La prossima settimana, la Corte Suprema del Brasile emetterà una sentenza storica che potrebbe sferrare il più grave colpo ai diritti territoriali indigeni dai tempi della dittatura militare. La sentenza è attesa per mercoledì 16 agosto, quando i giudici decideranno se includere una proposta sui diritti territoriali indigeni redatta dall’ufficio del procuratore generale. Nel frattempo sono previste proteste su larga scala in molte parti del paese. Secondo tale proposta, i popoli indigeni che non stavano occupando le terre ancestrali alla data, o prima, del 5 ottobre 1988, quando l’attuale costituzione del paese entrò in vigore, perderanno il diritto di vivere lì. Se i giudici dovessero essere favorevoli, in Brasile il livello di riconoscimento dei diritti indigeni precipiterà indietro di decenni, con il rischio di distruggere centinaia di tribù autosufficienti, che dipendono dalla loro terra per l’autonomia e per la sopravvivenza.

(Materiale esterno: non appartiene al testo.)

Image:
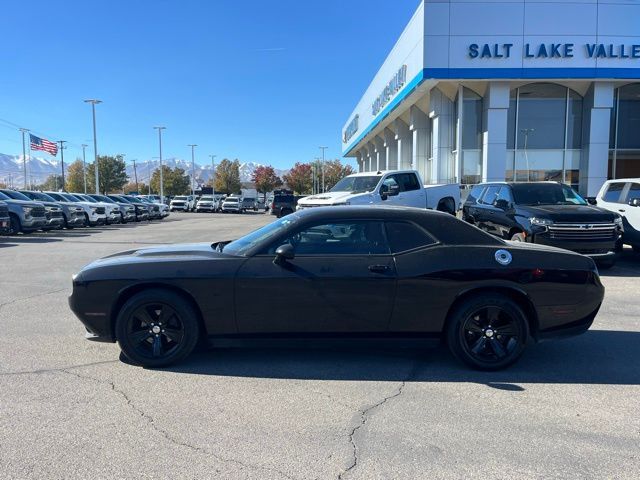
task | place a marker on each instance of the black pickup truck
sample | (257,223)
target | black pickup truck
(547,213)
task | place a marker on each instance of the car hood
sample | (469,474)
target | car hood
(327,198)
(569,213)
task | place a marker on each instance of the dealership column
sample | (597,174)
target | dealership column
(381,154)
(419,125)
(494,132)
(392,149)
(405,144)
(594,159)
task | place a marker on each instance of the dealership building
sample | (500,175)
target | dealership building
(516,90)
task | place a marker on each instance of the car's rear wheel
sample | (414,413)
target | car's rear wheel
(487,332)
(156,328)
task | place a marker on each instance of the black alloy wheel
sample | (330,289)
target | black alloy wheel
(156,328)
(488,332)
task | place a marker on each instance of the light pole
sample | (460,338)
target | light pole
(323,149)
(193,167)
(161,174)
(213,181)
(526,132)
(24,156)
(94,102)
(84,166)
(62,142)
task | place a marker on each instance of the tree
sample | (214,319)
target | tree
(334,171)
(228,177)
(112,174)
(299,178)
(265,179)
(75,177)
(52,183)
(176,181)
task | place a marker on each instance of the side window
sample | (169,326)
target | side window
(613,192)
(356,237)
(408,182)
(406,236)
(490,195)
(634,192)
(475,194)
(504,194)
(392,181)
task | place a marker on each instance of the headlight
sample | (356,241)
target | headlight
(544,222)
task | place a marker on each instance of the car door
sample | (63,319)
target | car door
(486,210)
(342,279)
(410,192)
(631,214)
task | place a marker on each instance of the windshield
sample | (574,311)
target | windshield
(356,184)
(102,198)
(249,241)
(546,194)
(39,196)
(15,195)
(70,197)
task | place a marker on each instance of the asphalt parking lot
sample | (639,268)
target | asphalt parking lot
(70,408)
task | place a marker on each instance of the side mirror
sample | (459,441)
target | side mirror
(283,253)
(503,204)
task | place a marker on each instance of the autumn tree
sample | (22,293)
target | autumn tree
(176,181)
(334,171)
(112,174)
(299,178)
(265,179)
(228,177)
(75,177)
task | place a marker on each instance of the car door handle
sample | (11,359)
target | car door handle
(378,268)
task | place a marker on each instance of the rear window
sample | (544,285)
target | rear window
(405,236)
(614,190)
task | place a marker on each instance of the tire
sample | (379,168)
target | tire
(141,335)
(473,343)
(14,225)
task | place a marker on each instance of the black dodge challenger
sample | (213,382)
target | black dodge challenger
(341,272)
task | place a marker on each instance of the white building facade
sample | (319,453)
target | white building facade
(516,90)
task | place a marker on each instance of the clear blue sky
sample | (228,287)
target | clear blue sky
(263,81)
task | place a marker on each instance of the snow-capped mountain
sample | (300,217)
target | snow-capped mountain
(38,169)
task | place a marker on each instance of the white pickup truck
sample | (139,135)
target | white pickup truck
(391,187)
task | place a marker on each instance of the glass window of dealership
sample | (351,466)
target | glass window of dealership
(562,109)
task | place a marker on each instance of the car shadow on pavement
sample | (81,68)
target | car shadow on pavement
(597,357)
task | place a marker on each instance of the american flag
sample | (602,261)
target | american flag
(38,143)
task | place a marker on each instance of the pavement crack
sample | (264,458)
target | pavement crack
(167,435)
(22,299)
(364,417)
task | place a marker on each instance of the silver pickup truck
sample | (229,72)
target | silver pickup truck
(391,187)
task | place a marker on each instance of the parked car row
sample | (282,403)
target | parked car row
(25,211)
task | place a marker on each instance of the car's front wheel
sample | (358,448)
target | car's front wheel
(156,328)
(487,332)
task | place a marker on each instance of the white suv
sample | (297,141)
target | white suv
(622,196)
(186,203)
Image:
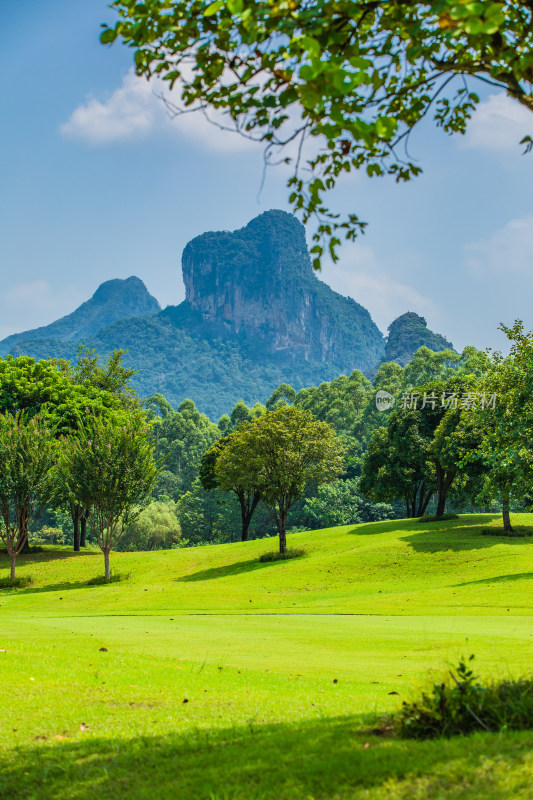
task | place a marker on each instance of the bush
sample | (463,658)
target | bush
(156,528)
(461,704)
(49,535)
(100,580)
(290,552)
(15,583)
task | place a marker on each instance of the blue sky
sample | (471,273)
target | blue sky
(98,183)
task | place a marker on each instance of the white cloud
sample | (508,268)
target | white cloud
(130,112)
(30,305)
(136,110)
(361,276)
(508,249)
(498,125)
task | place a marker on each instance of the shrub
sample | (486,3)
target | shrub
(15,583)
(290,552)
(461,704)
(101,580)
(49,535)
(156,528)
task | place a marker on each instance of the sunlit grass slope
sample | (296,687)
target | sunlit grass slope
(209,675)
(381,568)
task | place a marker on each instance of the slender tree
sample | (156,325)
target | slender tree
(283,452)
(110,469)
(27,456)
(248,494)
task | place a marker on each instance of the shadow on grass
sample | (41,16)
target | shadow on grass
(470,539)
(415,524)
(54,587)
(230,569)
(497,579)
(44,556)
(319,759)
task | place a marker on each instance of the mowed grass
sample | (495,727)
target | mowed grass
(223,677)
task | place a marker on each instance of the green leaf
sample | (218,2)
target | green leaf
(212,8)
(235,6)
(108,36)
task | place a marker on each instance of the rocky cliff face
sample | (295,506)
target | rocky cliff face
(113,300)
(409,332)
(258,282)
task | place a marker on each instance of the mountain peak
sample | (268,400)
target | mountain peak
(258,282)
(407,333)
(113,300)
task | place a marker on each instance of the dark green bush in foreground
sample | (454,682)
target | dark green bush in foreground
(100,580)
(461,705)
(290,552)
(15,583)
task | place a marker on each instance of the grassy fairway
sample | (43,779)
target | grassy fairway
(226,678)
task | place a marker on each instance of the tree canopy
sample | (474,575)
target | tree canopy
(353,79)
(279,455)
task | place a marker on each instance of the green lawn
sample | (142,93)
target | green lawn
(226,678)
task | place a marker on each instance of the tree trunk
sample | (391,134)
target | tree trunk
(508,528)
(444,483)
(75,512)
(282,534)
(83,527)
(247,512)
(23,542)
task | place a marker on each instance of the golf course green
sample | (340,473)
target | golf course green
(205,673)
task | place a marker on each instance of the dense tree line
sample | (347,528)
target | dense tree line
(79,452)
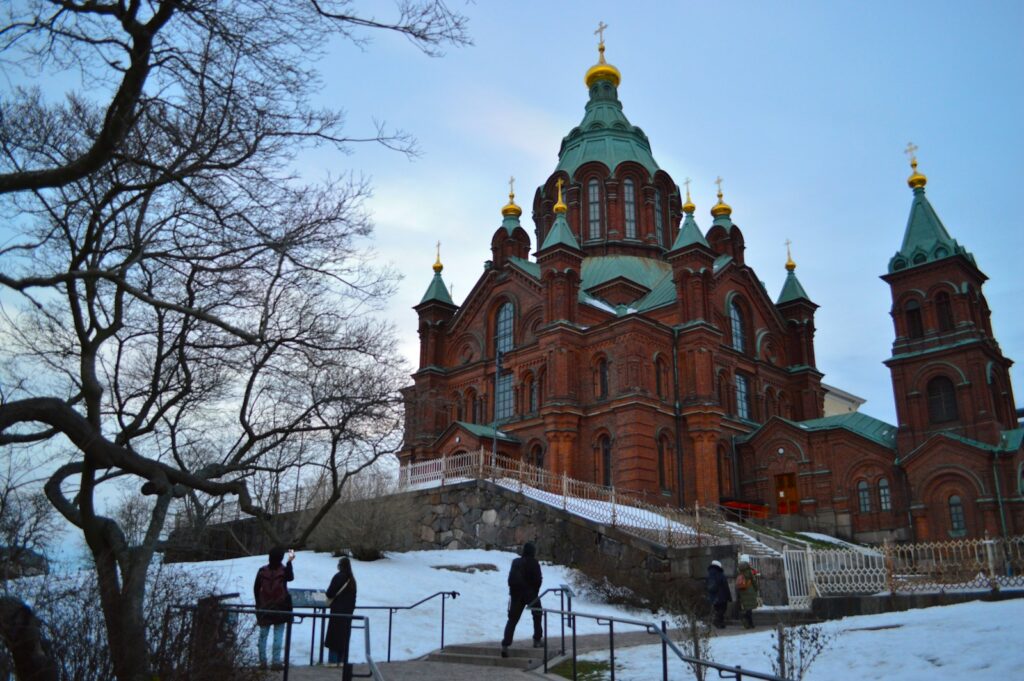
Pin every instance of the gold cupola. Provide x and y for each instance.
(915, 180)
(602, 70)
(721, 209)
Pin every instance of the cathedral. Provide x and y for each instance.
(634, 349)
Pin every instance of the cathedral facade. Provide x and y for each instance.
(636, 350)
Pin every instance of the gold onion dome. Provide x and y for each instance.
(602, 70)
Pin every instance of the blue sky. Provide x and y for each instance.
(803, 108)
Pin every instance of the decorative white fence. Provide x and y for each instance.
(967, 564)
(625, 510)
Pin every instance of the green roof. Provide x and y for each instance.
(926, 239)
(792, 290)
(481, 430)
(560, 233)
(604, 135)
(437, 292)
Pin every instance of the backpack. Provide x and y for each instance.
(272, 591)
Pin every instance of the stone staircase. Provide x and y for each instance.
(491, 655)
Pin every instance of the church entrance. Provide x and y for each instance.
(787, 502)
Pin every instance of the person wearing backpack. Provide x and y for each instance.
(524, 585)
(341, 597)
(270, 592)
(748, 590)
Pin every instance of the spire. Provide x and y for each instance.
(511, 211)
(926, 239)
(560, 233)
(437, 292)
(721, 211)
(689, 232)
(792, 290)
(602, 70)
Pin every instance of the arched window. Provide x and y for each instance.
(503, 329)
(658, 218)
(864, 497)
(885, 499)
(941, 400)
(594, 209)
(957, 523)
(630, 203)
(914, 328)
(944, 311)
(742, 397)
(605, 447)
(602, 379)
(736, 324)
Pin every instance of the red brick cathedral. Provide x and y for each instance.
(636, 350)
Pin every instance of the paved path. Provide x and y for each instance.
(422, 670)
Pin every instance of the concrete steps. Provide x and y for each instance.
(489, 655)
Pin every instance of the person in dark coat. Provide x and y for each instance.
(524, 585)
(270, 593)
(341, 594)
(718, 592)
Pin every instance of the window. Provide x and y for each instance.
(957, 523)
(742, 397)
(605, 445)
(885, 499)
(658, 218)
(941, 399)
(736, 324)
(944, 311)
(594, 209)
(602, 379)
(864, 497)
(504, 400)
(503, 329)
(914, 329)
(630, 201)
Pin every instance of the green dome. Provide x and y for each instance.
(604, 135)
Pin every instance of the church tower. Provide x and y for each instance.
(948, 373)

L’organizzazione brasiliana “pan-indigena APIB” sta coordinando numerosi eventi e proteste nella capitale Brasilia e altrove. Le manifestazioni si protrarranno fino alla sentenza con lo slogan: “La nostra storia non è iniziata nel 1988. Niente limiti di tempo”. Secondo gli attivisti, la proposta sarebbe stata spinta dal presidente Temer con l’obiettivo di rinsaldare la sua posizione politica. Da quando ha assunto l’incarico, nell’aprile 2016, a seguito dell’impeachment dell’ex presidente Dilma Rousseff, Temer ha collezionato valutazioni del suo operato misere, instabilità e proteste diffuse. Se diventerà politica, la misura avvantaggerà la lobby agroalimentare rurale del Brasile, che considera la protezione delle terre dei popoli indigeni come un inutile ostacolo al profitto.

I Guaranì Kaiowá del Brasile sud-occidentale sono solo una delle tante tribù che sarebbero colpite. Se la misura verrà approvata, non potranno mai recuperare la maggior parte della loro terra. Uno dei portavoce dei Guaranì, Eliseu Guaranì, ha dichiarato: “Per noi è durissima… non ci saranno altri riconoscimenti giuridici dei territori indigeni… Ma ci sono violenze, che tutti noi subiamo, attacchi da parte dei paramilitari, criminalizzazione e razzismo”.

Survival International sta conducendo una campagna contro la misura, che è illegale sotto il profilo del diritto internazionale, e ha invitato i suoi sostenitori ad agire. “Il furto di terra è il problema più grande che i popoli tribali devono affrontare, e questa proposta è poco più che un manifesto di land grabbing” ha commentato il direttore generale di Survival Stephen Corry. “È un brusco taglio ai diritti territoriali indigeni, ceduti ad allevatori, taglialegna, baroni della soia e altri interessi costituiti”.